• Left ventricular ejection fraction (LVEF) [ Time Frame: 12 months ]
  Percentage of improvement in left ventricular ejection fraction (LVEF) on transthoracic echocardiography and cardiac magnetic resonance imaging (MRI)
• Final diastolic and systolic volumes [ Time Frame: 12 months ]
  Percentage of improvement of the final diastolic and systolic volumes on transthoracic echocardiography and cardiac MRI
• Left ventricule viability [ Time Frame: 12 months ]
  Effect on viability, defined as a percentage of wall involvement, and improvement in segment-to-segment contractility measured with MRI
• Ventricular arrhythmias [ Time Frame: 12 months ]
  Incidence of ventricular arrhythmias defined as nonsustained ventricular tachycardia (NSTV) or high- or low-grade ventricular extrasystoles

• Estimated functional status [ Time Frame: 12 months ]
  Recovery of the estimated functional status according to the New York Heart Association (NYHA) classification
• Change in the median score of Quality of life [ Time Frame: 12 months ]
  Change in the median score for quality of life of the Minnesota Living with Heart Failure Questionnaire (MLHFQ)
• Delayed enhancement of the left ventricle [ Time Frame: 12 months ]
  Changes in the delayed enhancement of the left ventricle on MRI, defined as percentage of the wall thickness involved when adding each segment visually
• Improvement in the 6-minute walk test [ Time Frame: 12 months ]
  Improvement in the 6-minute walk test, defined as the percentage of change of the distance traveled
• Mortality at 3 and 12 months due to cardiovascular causes [ Time Frame: 12 months ]
  Mortality at 3 and 12 months due to cardiovascular causes
• Mortality at 3 and 12 months due to all causes [ Time Frame: 12 months ]
  Mortality at 3 and 12 months due to all causes

Ischemic heart disease is one of the most important causes of mortality and morbidity in the Western world and is a public health problem. Among ischemic heart diseases, myocardial infarction has specific significance because the cardiac muscle does not have sufficient and adequate capacity to regenerate; therefore, necrosis of a region leads to the formation of a fibrous scar. Infarction can lead to a progressive and irreversible decrease in cardiac function, resulting in heart failure (HF) syndrome, depending on the area affected by this scar, via a ventricular remodeling mechanism.

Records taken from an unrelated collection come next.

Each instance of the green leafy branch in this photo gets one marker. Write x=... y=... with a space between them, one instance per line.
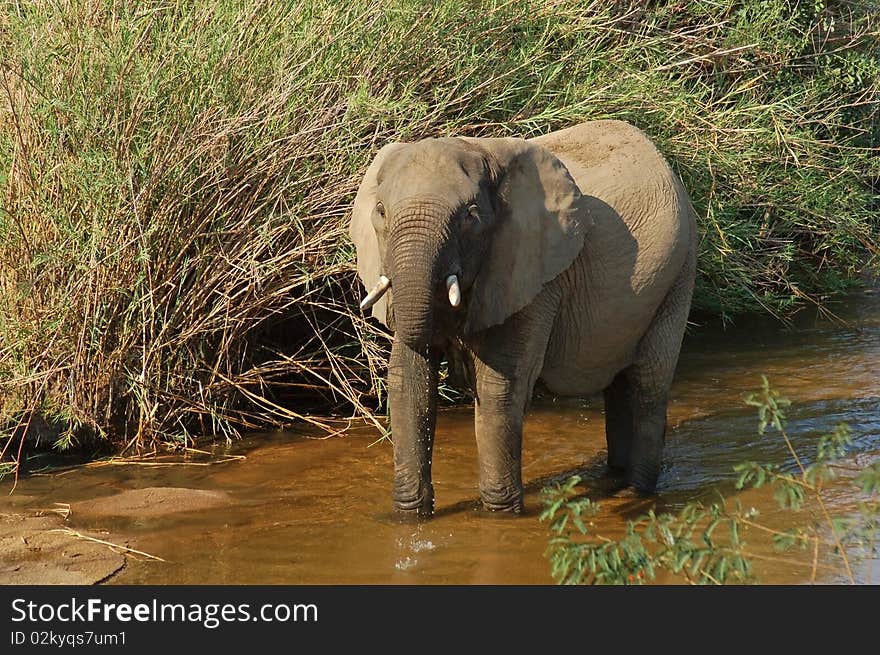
x=703 y=544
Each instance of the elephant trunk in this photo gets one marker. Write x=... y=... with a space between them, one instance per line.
x=414 y=255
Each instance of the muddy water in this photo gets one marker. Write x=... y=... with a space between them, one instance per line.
x=304 y=510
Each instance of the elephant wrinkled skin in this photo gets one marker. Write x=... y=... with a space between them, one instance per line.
x=569 y=258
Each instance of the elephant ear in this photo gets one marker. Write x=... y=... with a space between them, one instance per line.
x=541 y=225
x=365 y=222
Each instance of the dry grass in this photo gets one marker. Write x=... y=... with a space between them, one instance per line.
x=175 y=180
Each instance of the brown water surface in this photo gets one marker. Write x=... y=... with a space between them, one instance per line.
x=303 y=510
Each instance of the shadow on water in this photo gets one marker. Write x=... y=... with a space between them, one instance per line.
x=301 y=510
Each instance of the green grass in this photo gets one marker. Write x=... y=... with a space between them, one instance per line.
x=175 y=178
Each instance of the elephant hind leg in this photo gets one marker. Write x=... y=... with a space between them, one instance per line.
x=618 y=422
x=643 y=389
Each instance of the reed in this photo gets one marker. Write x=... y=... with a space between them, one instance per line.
x=175 y=179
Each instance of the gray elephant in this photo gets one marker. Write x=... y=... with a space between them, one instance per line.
x=568 y=258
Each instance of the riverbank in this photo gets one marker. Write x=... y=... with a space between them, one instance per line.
x=175 y=182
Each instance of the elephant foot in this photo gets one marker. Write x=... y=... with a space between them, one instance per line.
x=509 y=501
x=419 y=504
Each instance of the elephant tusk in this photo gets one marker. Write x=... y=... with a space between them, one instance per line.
x=377 y=292
x=454 y=290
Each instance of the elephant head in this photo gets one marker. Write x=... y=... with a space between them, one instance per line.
x=462 y=232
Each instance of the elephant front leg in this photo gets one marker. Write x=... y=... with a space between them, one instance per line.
x=498 y=421
x=412 y=396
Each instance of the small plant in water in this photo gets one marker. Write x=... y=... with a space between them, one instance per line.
x=703 y=544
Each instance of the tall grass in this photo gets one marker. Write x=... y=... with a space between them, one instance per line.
x=175 y=178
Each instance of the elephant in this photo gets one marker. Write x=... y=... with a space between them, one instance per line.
x=568 y=258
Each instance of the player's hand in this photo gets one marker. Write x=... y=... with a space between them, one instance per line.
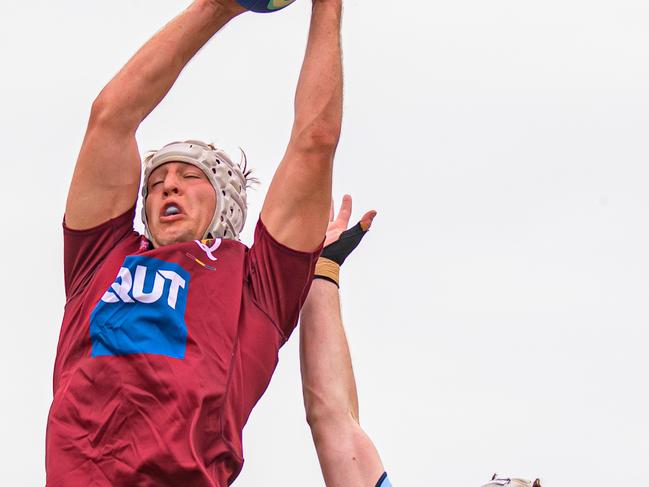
x=340 y=223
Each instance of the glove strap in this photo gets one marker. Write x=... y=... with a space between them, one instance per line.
x=328 y=270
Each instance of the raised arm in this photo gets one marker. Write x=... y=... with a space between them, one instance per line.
x=347 y=456
x=107 y=174
x=297 y=204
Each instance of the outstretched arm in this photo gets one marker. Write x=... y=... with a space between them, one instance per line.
x=347 y=456
x=107 y=174
x=296 y=206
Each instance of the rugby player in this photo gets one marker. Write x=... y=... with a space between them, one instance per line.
x=170 y=338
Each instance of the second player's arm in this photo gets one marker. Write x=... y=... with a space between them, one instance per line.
x=107 y=174
x=297 y=204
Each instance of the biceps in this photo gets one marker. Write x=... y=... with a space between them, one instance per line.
x=106 y=178
x=297 y=204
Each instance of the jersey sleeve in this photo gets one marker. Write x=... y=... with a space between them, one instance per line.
x=85 y=250
x=280 y=279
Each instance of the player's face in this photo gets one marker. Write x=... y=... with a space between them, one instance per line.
x=180 y=203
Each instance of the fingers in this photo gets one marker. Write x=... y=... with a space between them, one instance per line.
x=368 y=218
x=345 y=212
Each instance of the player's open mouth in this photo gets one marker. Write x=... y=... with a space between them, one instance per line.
x=171 y=212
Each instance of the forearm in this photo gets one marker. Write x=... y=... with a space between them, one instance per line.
x=347 y=455
x=147 y=77
x=319 y=94
x=328 y=380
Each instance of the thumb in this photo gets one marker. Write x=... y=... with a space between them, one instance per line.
x=367 y=219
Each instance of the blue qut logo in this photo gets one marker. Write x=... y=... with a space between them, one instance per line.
x=143 y=311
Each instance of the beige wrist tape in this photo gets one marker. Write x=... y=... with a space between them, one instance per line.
x=327 y=269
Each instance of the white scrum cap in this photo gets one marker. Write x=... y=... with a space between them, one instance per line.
x=511 y=482
x=228 y=179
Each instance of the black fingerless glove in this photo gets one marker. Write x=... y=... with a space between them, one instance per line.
x=334 y=254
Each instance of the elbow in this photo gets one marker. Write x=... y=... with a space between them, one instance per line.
x=323 y=417
x=321 y=139
x=107 y=112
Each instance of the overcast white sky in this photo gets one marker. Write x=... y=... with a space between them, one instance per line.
x=497 y=312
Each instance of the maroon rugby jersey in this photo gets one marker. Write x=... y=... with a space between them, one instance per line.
x=164 y=352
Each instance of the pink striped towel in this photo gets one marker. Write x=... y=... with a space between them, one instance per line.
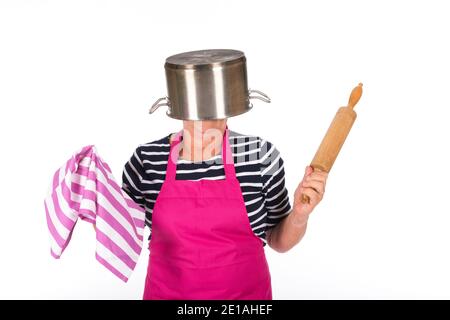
x=85 y=188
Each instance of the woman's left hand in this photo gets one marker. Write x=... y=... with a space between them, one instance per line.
x=312 y=185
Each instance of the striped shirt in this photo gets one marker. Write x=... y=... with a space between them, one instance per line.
x=259 y=169
x=85 y=188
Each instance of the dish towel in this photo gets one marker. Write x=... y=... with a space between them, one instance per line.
x=84 y=188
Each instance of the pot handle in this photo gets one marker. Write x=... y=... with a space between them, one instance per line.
x=164 y=101
x=261 y=95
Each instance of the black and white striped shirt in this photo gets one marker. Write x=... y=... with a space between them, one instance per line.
x=259 y=169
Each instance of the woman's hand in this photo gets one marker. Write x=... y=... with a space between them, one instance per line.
x=312 y=185
x=291 y=230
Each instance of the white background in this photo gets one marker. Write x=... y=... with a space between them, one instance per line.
x=85 y=72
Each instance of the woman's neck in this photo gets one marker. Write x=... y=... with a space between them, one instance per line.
x=202 y=140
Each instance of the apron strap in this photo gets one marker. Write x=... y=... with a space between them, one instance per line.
x=227 y=156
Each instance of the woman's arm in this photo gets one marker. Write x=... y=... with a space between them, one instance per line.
x=290 y=230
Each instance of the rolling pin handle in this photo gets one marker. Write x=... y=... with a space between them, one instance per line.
x=355 y=95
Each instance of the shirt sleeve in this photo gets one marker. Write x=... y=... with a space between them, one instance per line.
x=276 y=198
x=132 y=176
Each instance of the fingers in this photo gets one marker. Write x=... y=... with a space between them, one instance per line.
x=314 y=196
x=319 y=186
x=308 y=171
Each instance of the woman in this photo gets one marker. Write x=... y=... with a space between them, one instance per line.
x=213 y=199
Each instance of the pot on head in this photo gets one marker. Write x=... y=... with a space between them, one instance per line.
x=207 y=85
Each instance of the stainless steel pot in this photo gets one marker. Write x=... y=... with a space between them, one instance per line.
x=206 y=85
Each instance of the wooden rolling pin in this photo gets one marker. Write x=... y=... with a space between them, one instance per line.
x=335 y=136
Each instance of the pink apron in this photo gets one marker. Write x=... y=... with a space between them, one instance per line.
x=202 y=245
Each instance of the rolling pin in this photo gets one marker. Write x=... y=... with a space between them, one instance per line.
x=335 y=136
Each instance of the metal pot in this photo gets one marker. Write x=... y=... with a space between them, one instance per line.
x=206 y=85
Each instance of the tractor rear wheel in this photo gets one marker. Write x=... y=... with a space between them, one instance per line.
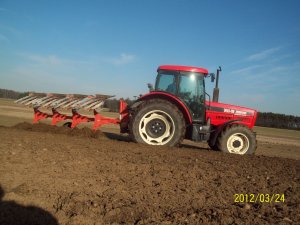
x=157 y=122
x=237 y=139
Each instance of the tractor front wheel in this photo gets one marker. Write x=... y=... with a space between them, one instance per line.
x=237 y=139
x=157 y=122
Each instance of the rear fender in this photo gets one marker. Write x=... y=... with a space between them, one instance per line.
x=171 y=98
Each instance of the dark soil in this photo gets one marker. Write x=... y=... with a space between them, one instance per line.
x=40 y=127
x=78 y=178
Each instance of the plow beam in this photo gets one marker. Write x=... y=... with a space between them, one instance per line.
x=68 y=101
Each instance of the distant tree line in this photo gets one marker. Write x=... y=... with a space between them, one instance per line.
x=276 y=120
x=114 y=104
x=264 y=119
x=4 y=93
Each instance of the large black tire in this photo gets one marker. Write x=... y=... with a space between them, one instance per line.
x=237 y=139
x=157 y=122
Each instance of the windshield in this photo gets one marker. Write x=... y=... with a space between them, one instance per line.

In recent years, HF has been revealed as a major public health problem due to its incidence and its social, economic and especially human impact, as it represents a serious limitation of the quality of life of individuals. The prevalence of HF in the general population of the United States and the United Kingdom is approximately 1%, and in those older than 75 years, the prevalence varies between 5 and 10%. Regarding its prognosis, recent data from the Framingham Study indicate that at 5 years, the mortality rate of HF is 75% in men and 62% in women; the mean mortality rate of all cancers is 50%.

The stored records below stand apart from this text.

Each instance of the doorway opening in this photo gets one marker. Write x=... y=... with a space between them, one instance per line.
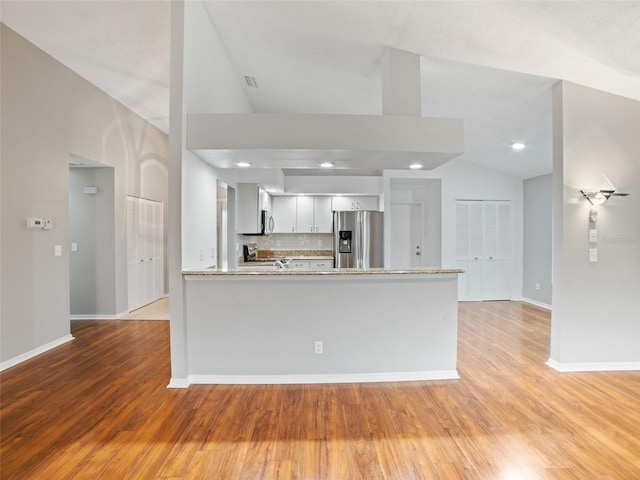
x=92 y=275
x=415 y=223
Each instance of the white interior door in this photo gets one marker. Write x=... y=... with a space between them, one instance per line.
x=407 y=235
x=483 y=249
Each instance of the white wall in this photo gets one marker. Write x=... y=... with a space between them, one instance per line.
x=538 y=195
x=202 y=80
x=596 y=312
x=199 y=213
x=463 y=181
x=49 y=113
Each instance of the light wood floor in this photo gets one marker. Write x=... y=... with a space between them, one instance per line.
x=98 y=407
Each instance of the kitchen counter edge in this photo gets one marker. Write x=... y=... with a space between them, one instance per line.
x=333 y=271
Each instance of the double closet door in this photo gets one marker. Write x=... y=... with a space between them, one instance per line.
x=483 y=249
x=145 y=272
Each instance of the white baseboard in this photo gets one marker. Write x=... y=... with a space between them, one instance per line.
x=536 y=303
x=311 y=378
x=593 y=366
x=36 y=351
x=179 y=383
x=96 y=317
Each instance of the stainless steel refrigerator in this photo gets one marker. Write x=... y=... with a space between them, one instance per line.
x=358 y=239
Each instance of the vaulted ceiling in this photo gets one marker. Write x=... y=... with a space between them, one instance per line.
x=491 y=63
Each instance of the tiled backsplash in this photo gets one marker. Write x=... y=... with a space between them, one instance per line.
x=288 y=241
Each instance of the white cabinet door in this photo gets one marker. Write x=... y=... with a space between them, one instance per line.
x=323 y=216
x=310 y=264
x=284 y=214
x=304 y=218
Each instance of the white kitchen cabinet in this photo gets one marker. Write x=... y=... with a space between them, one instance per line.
x=342 y=203
x=302 y=214
x=284 y=214
x=314 y=214
x=299 y=264
x=251 y=199
x=322 y=264
x=323 y=215
x=483 y=249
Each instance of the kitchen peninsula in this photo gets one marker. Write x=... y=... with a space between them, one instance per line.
x=335 y=325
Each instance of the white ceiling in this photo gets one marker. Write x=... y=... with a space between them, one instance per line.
x=324 y=57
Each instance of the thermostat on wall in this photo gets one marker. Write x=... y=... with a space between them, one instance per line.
x=35 y=223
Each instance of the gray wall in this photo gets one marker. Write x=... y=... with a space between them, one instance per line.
x=92 y=229
x=596 y=312
x=538 y=194
x=48 y=113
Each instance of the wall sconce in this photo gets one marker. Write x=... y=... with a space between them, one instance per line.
x=598 y=197
x=605 y=190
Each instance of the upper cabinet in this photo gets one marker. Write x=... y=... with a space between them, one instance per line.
x=314 y=214
x=343 y=203
x=251 y=201
x=302 y=214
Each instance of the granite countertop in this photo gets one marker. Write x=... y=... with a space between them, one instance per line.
x=265 y=255
x=333 y=271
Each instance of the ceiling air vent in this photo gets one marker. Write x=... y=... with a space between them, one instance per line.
x=251 y=81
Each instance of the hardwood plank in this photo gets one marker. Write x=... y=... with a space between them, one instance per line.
x=98 y=407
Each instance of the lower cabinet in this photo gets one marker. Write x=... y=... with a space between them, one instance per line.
x=310 y=264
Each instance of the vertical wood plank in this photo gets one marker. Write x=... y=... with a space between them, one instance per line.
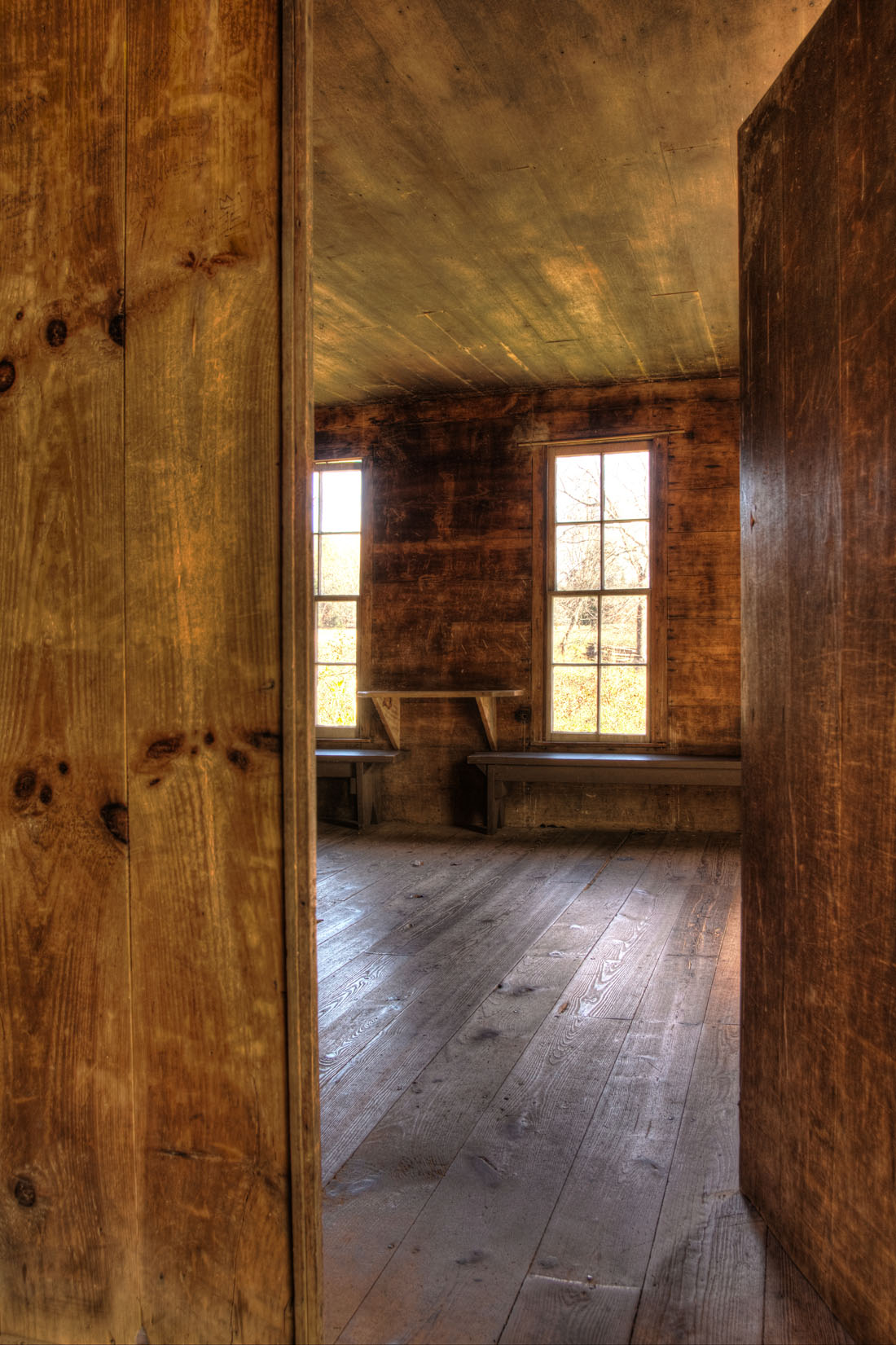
x=819 y=997
x=766 y=642
x=66 y=1161
x=299 y=805
x=204 y=671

The molecular basis of congestive HF is the absence of cardiac cells capable of regenerating the heart muscle. Despite the publication of recent studies suggesting the existence of stem cells capable of regenerating cardiomyocytes destroyed because of myocardial infarction, in humans, the capacity of these cells is insufficient to replace the cells destroyed due to necrosis secondary to ischemia.

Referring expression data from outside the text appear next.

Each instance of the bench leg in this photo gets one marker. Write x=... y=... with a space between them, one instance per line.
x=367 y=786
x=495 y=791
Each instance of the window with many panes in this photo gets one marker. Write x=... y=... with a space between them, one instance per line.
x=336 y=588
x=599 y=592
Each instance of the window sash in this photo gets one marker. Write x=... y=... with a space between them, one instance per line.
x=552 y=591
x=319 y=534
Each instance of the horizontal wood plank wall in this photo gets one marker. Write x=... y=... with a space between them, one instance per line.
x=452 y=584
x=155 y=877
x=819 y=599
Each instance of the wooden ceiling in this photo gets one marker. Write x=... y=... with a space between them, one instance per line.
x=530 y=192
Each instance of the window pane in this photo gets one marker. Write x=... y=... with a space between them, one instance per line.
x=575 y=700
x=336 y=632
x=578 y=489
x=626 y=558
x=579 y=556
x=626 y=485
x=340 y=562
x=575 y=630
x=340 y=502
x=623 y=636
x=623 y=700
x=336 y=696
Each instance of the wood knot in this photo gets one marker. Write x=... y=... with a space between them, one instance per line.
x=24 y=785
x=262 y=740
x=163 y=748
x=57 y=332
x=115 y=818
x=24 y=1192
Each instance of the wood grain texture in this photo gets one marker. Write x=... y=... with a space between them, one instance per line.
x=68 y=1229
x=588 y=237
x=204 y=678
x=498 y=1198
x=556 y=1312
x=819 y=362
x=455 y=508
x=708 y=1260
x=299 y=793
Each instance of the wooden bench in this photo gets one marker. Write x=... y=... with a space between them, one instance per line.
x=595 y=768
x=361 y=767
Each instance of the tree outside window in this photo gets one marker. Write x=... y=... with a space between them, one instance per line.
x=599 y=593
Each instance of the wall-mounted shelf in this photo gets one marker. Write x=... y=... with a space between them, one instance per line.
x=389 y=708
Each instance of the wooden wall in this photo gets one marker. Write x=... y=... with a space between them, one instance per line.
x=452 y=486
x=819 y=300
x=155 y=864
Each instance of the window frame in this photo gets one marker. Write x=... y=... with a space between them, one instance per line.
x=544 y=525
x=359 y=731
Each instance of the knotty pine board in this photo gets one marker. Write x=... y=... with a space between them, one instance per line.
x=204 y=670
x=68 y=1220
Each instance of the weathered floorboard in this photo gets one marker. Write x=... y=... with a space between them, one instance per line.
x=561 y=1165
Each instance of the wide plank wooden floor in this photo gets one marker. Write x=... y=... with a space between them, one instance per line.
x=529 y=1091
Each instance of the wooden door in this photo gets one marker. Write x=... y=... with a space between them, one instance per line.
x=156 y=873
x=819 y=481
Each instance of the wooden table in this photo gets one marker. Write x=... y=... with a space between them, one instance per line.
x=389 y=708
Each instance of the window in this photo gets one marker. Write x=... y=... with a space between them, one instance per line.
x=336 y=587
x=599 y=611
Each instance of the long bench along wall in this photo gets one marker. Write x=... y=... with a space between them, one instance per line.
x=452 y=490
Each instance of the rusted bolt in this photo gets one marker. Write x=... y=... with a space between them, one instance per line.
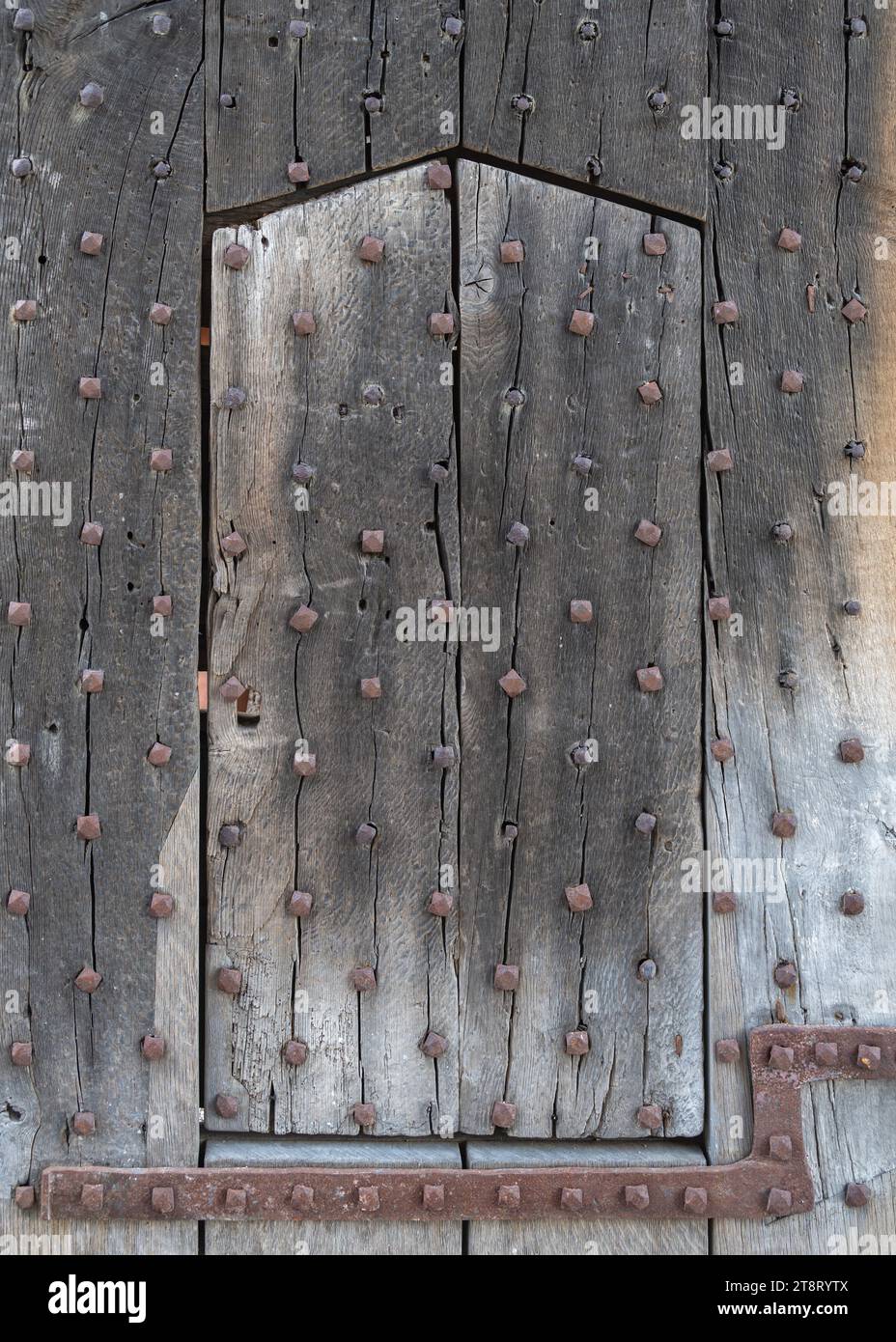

In recent years, the accumulation of results derived from preclinical studies has allowed the development of the first clinical trials of the feasibility and safety of cardiac regeneration using cellular therapy. Several studies have shown that t cells exist in adult bone marrow, such as mesenchymal stem cells, hematopoietic stem cells and, more recently, multipotent stem cells (MAPC), with the ability to differentiate into endothelial tissue and cardiac muscle, which can contribute to the regeneration of damaged myocardial tissue and improve cardiac function in animal infarction models. However, cell therapy research has moved rapidly toward the use of more undifferentiated cells rather than hematopoietic lineages, such as mesenchymal cells. These cells can be obtained from different sources, with a tendency toward the use of characterized allogeneic cells, which are immediately available in the potential recipient. Given that this type of therapy has not been rigorously investigated in Latin America, we aim to determine the effect of therapy using Wharton's jelly-derived mesenchymal cells (WJ-MSCs) from the human umbilical cord on neomyogenesis in patients with previous myocardial infarction who are undergoing open revascularization. Our hospital has some experience with regenerative therapy, both in patients with acute myocardial infarction and chronic infarction, with encouraging results that support this new phase of inter-institutional research.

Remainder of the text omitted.